On making the foods both appetising and nutritious

I’ve been looking through the little cookery book I bought the other day; first published in 1944, it takes account of the situation ordinary people cooking at home faced – having to accommodate rationing. Food – and other things were rationed during the war, and not for the first time; certain foods were rationed in the First World War as well, which i didn’t realise! I knew the Germans had submarines in that first war but didn’t realise although I should have done, that they were not used as offensive against the British Navy but to try and starve Britain into submission. They started what’s known as unrestricted submarine warfare and in response, voluntary rationing was introduced in February 1917. Seven months later, bread was subsidised from September and three months after that local authorities introduced compulsory rationing between December 1917 and February 1918. The country was running out of wheat and in July ration books for butter, margarine, lard, meat, and sugar were introduced.

Rationing started almost from the beginning of the Second World war, so by the time Nell Heaton wrote ‘Cookery To-day and To-morrow’ it was just a way of life. Petrol was the first item to come under rationing, and at teh beginning of 1940, bacon, butter and sugar were added to the list, followed by meat, tea, jam, biscuits, breakfast cereals, cheese, eggs, lard, milk, canned and dried fruit. Knowing this makes her introduction to her book ,ore telling:

When planning meals we must concentrate on making the foods both appetising and nutritious, remembering that malnutrition is found not only amongst those who are short of food, but also amongst those who eat the wrong foods. An ingenious cook is able to make ordinary meals both interesting and varied; good cooking does not need a large income.
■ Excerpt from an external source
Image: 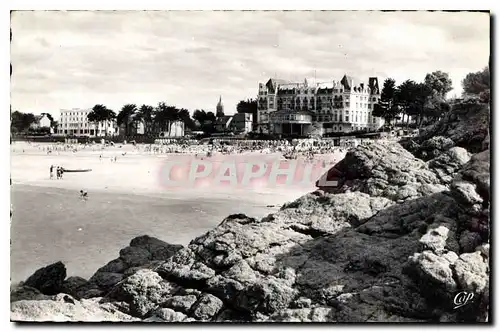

Cooking is an art and the garnishing and serving of the meals play an important part, since sauces and garnishes give added zest and nutrition, besides improving the appearance of food.

It is one of the outrages of our modern country, that there are people who are malnourished and hungry because they just cannot afford the food their family needs. Think of Marcus Rashford and his campaign! Another point Nell makes is the idea of ‘eating with your eyes first’ so making food attractive and appealing in appearance can make a genuine difference in appreciating it.

Foods that are a luxury to some are everyday fare to others, and this is due to the available supply, economic and geographical conditions. Yest even when food supplies are restricted it is not difficult with a little ingenuity to plan, cook and serve a thoroughly good meal.
Plan ahead whenever possible, and if you are a beginner, try the simplest recipes first, before going on to more complicated dishes.
Always have order in your kitchen and clear up as you go.

In some cookery books I’ve read, especially those who are aimed at cooks who are just beginning following recipes, there’s a very patronising slant to the writing; I don’t feel there is here with Nell’s introduction, just common snse.

The section on recipe building and checking should prove helpful to you and I hope the recipes which follow will give you some new ideas, if you are weary of planning. If you are just beginning to cook, once you know the basic proportions you will soon find you can make your own recipes, or adapt those I have compiled for you.

This really sounds as if Nell has confidence in the new cooks and that she’s not harshly dictatorial about following recipes to the letter! (Some cookery writers are, even today!)

It has not ben possible to give you as many recipes for each specific food as I would have wished, or t set out the ingredients in all sections owing to paper rationing, but I hope you will find in Cookery To-day and To-morrow some helpful suggestions which will make your meals attractive. A meal which is enjoyed is digested and utilised more effectively than one which is eaten without appetite or relish.

I didn’t realise, or maybe I had forgotten that paper was also rationed. I describe Nell’s book as ‘little’ – well of course it was, in size as well as in font size and number of recipes and how she’s written them! I wish I could find out more about her… I shall keep investigating!